The actual Rankine cycle T-S diagram is very much similar to that of the ideal cycle except for a few variations. Here Pump and the turbine will not act isentropically. The pump will require more work in and the turbine results in low work out. These two processes aren’t reversible anymore. Hence the entropy of the following stages will have higher entropy.
The feed pump will elevate the pressure of the saturated liquid in the process related to state 1 to state 2. There is no change in volume in the process. State 2 to state 3 is a constant pressure process. Since liquid converts to steam, the volume of the system will increase considerably. State 3 to state 4 is an isentropic expansion process. As the name suggests the volume of the system will increase and pressure drop occurs as it passes through the turbine. The final step which is stage 4 to 1 occurs in the condenser with no pressure drop. As the saturated steam converts to the saturated liquid, the volume of the system will decrease considerably.

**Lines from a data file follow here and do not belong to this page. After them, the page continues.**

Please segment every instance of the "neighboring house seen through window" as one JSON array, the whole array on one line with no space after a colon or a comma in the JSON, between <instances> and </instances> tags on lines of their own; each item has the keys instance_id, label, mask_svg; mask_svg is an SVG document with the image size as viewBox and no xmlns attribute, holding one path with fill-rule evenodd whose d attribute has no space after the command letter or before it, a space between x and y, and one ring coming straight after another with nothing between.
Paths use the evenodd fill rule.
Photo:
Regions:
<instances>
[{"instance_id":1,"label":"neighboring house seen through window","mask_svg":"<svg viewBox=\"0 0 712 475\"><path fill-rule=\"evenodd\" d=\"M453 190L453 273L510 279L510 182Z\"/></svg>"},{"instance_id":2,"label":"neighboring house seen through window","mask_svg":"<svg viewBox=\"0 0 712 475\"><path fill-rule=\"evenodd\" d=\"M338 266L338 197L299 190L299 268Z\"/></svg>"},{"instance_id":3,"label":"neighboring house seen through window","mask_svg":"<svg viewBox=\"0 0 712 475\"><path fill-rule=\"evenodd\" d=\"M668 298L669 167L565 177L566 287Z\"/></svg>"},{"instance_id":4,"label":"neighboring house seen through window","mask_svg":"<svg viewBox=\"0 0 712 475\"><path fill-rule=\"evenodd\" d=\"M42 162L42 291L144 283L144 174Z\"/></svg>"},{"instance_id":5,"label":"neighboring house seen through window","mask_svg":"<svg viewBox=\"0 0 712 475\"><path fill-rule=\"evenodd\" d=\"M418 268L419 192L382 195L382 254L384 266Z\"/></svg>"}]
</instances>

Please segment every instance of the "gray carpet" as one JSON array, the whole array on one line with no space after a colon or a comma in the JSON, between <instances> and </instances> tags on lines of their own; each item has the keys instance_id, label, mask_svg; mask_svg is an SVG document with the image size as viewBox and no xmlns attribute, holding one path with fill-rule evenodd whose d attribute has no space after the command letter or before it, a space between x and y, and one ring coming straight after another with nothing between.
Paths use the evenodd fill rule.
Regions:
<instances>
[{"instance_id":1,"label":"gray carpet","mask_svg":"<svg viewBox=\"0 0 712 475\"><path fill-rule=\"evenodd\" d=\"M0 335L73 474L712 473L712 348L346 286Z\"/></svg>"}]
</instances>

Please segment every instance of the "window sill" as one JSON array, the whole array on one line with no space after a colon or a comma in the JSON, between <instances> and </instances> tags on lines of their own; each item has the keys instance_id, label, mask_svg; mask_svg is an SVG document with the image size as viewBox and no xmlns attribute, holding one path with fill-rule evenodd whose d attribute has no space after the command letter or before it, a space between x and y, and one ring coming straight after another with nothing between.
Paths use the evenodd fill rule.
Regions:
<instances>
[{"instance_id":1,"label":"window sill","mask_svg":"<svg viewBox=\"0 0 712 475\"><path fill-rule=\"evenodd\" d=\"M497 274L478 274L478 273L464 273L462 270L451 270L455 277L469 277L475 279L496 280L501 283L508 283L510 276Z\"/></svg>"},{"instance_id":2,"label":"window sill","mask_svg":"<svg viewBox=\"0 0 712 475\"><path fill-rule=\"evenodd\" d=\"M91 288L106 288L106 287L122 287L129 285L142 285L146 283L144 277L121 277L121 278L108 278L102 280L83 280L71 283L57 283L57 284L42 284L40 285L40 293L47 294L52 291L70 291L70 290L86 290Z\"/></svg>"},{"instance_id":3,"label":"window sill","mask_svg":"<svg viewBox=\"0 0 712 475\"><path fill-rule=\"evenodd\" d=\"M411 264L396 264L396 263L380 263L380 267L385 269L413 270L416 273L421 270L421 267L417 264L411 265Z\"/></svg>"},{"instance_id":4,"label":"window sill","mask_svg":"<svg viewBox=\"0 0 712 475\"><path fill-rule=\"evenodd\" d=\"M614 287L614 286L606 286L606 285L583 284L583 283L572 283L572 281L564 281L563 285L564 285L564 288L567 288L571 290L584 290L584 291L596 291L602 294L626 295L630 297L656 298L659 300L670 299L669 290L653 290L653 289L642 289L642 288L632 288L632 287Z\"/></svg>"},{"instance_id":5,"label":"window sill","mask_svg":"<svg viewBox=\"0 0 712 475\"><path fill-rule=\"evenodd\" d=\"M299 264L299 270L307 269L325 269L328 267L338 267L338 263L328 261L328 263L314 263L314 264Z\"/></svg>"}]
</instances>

Rankine Cycle Thermal Efficiency (ηth)
Considering the isentropic behavior in an ideal cycle, the following equations can be derived using enthalpies.
WPump = Work in = ℎ2 −ℎ1
QBoiler = Heat in = ℎ3 −ℎ2
WTurbine= Work out = ℎ3 −ℎ4
QCondenser = Heat out = ℎ4 −ℎ1
Thermal efficiency is defined as ηth =(Work net) / (Heat in)
Work net = Turbine out – Pump in
Work net = h3 + h1 – h4 – h2
Heat in – Heat out = h3 + h1 – h4 – h2
Work net = Heat in – Heat out
ηth= 1 – (Heat out) / (Heat in)
The actual cycle is going to vary from the ideal cycle. Therefore the actual condition of the pump and the turbine should be taken into account to determine the efficiency in a real Rankine cycle.
Using Adiabatic Efficiencies of the pump (𝜂𝑃) and the turbine (𝜂𝑇) actual work related to these scenarios can be determined. Here ‘s’ refers to isentropic states and ‘a’ refers to actual states.
𝜂𝑃 = isentropic work in / Actual work in
= (ℎ2𝑠 −ℎ1) / (ℎ2𝑎 −ℎ1)
𝜂𝑇 = isentropic work out / Actual work out
= (ℎ3 −ℎ4s) / (ℎ3 −ℎ4a)
The actual efficiency of the cycle will always be somewhat lower than that of an ideal cycle. In order to calculate the actual thermal efficiency, these efficiencies must be used in the equations.
Reheat Rankine cycle
As the name suggests, in this cycle, the steam that comes out from turbine 1 will go through the boiler to reheat the already expanded steam. At the next stage, the reheated stem will go past another turbine to produce more work. Steam from the boiler will expand in a high-pressure turbine. Since the turbine pressure is high steam that comes out of the turbine will have higher pressure in contrast to the normal Rankine cycle. Steam will once again go through the boiler to gather heat and pressure. Then reheated steam will expand in a low-pressure turbine to produce work and then lower the pressure to condenser operating pressure. The total heat to the system will be the heat gathered in both processes. The total work output is equal to the sum of work performed in both expansions.
Regenerative Rankine Cycle
In a traditional Rankine cycle, feed water to the boiler enters at a low temperature. Feeding the water at a relatively high temperature can increase the overall efficiency of the cycle. Here some portion of the steam generated from the boiler will go past the turbine as usual and will expand to Condensor operating pressure itself. The remainder will expand partially. Fully expanded steam will go through the condenser. Condensed water along with partially expanded steam will mix in a heat exchanger to produce water at a high temperature. The mixture will be pumped into the boiler to repeat the cycle.